Page MenuHomePhabricator

Performance review of push notifications infrastructure
Closed, ResolvedPublic

Description

Description

The goal of the project is to use push technology to provide MediaWiki notifications to Wikimedia web and app users. The initial focus of the project is on providing push notifications for the apps.

The push notification system consists of two components:

  • Push subscription management and notification request support in the Echo extension; and
  • A standalone service (push-notifications) for batching requests for submission to third party push providers.

In the initial (apps-only) implementation, to mitigate the user privacy and security risks associated with sending potentially sensitive information to users via third-party systems, pushed messages will contain only a short descriptor (e.g., checkEchoV1) to prompt the apps to retrieve message content from Wikimedia servers (e.g., by request to the Action API's notifications module). Further, the push-notifications service will collect push notification requests and send them in periodic batches in order to increase the difficulty of drawing inferences between on-wiki actions and messages traversing the public internet.

TechCom RFC: T249065: RFC: Wikimedia Push Notification Service
Target deployment date: TBD

Preview environment

This code is deployed to the Beta Cluster. The push-specific additions to Echo are live on all Beta Cluster wikis, and the extension is configured to send push notification requests to the push-notifications service instance running on deployment-push-notifications01.

Which code to review

Additional work in progress:

Performance assessment

Please initiate the performance assessment by answering the below:

  • What work has been done to ensure the best possible performance of the feature?

I would expect this feature to have little to no performance impact on the sites.

With these changes to Echo, if a site is configured to add a push notifier type, when an Echo event occurs, the push notifier's handler function determines whether the user to be notified has elected to be notified about events of that type by push, and if so, enqueues a job to asynchronously retrieve the user's stored push subscriptions and make a request to the push service.

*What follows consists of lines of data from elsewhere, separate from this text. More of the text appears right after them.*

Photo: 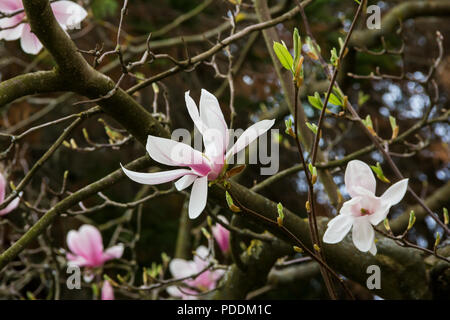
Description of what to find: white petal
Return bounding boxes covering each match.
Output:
[352,216,375,252]
[369,241,377,255]
[20,24,42,55]
[345,160,377,198]
[175,174,198,191]
[200,89,229,156]
[323,215,354,243]
[146,136,204,167]
[184,91,207,135]
[121,165,192,185]
[169,258,196,278]
[51,1,87,29]
[381,179,408,206]
[225,120,275,159]
[368,202,391,226]
[189,176,208,219]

An index has been added to the push subscriptions table (echo_push_subscription) to ensure fast lookups of push subscriptions by a user's central ID.

The push service itself should have no impact on the performance of the sites.

  • What are likely to be the weak areas (e.g. bottlenecks) of the code in terms of performance?

A primary reason for having a standalone service for forwarding push notification requests on to the push platform gateways, as opposed to a lighter-weight solution such as ChangeProp rules, is to implement custom batching behavior recommended during privacy review to help mitigate risks to user privacy. In brief, the goal is to add entropy to the system to make it more difficult for an attacker to infer connections between actions on-wiki and notifications sent to a particular device. These recommendations include sending requests on to push provider gateways in batches; introducing randomzied delays before batched request submission; and sending no-op requests to add additional noise.

As such, the service is essentially intended to slow down requests. A key question (and a potential weak point) is how the service will perform under load.

  • Are there potential optimisations that haven't been performed yet?

A more aggressive optimization on the MediaWiki side would be to have the push notifier handler function immediately enqueue a job for each Echo event without doing any check for whether push notifications apply to the user and event type; that would instead be checked at the time the job is performed. This would likely eliminate any possibility of a direct performance impact arising from the feature, but at the cost of sharply increasing the number of jobs enqueued (which might have an indirect performance impact).

  • Please list which performance measurements are in place for the feature and/or what you've measured ad-hoc so far. If you are unsure what to measure, ask the Performance Team for advice: performance-team@wikimedia.org.

No measurements are yet in place. We would appreciate guidance on what measurements are needed in this case, if any.

Event Timeline

Hey @Gilles , we're submitting this like you asked with an initial overview, but we are still fleshing out a tech spec and we will be discussing it with tech com and the architecture team during March.

We will come back and flesh the task out with more detail when we have more detailed information.

I've reviewed the RFC, the plan sounds good to me. Let us know when you have something running.

Gilles changed the task status from Open to Stalled.May 4 2020, 11:05 AM

Just for my own tracking, change it back when there is something new for me to review. Thanks!

Mholloway changed the task status from Stalled to Open.Jul 21 2020, 7:43 PM

Flipping this back to "open" per T246707#6104092. There are a couple of patches still open (mostly adding tests) and one point on which we're waiting for confirmation from Security and Privacy Engineering, but I don't think it needs to block this from moving forward.

Is the existence of the push-notifications service merely for the custom batching? Wasn't it possible to use existing batching in the job queue or extend it to support the needed privacy requirements?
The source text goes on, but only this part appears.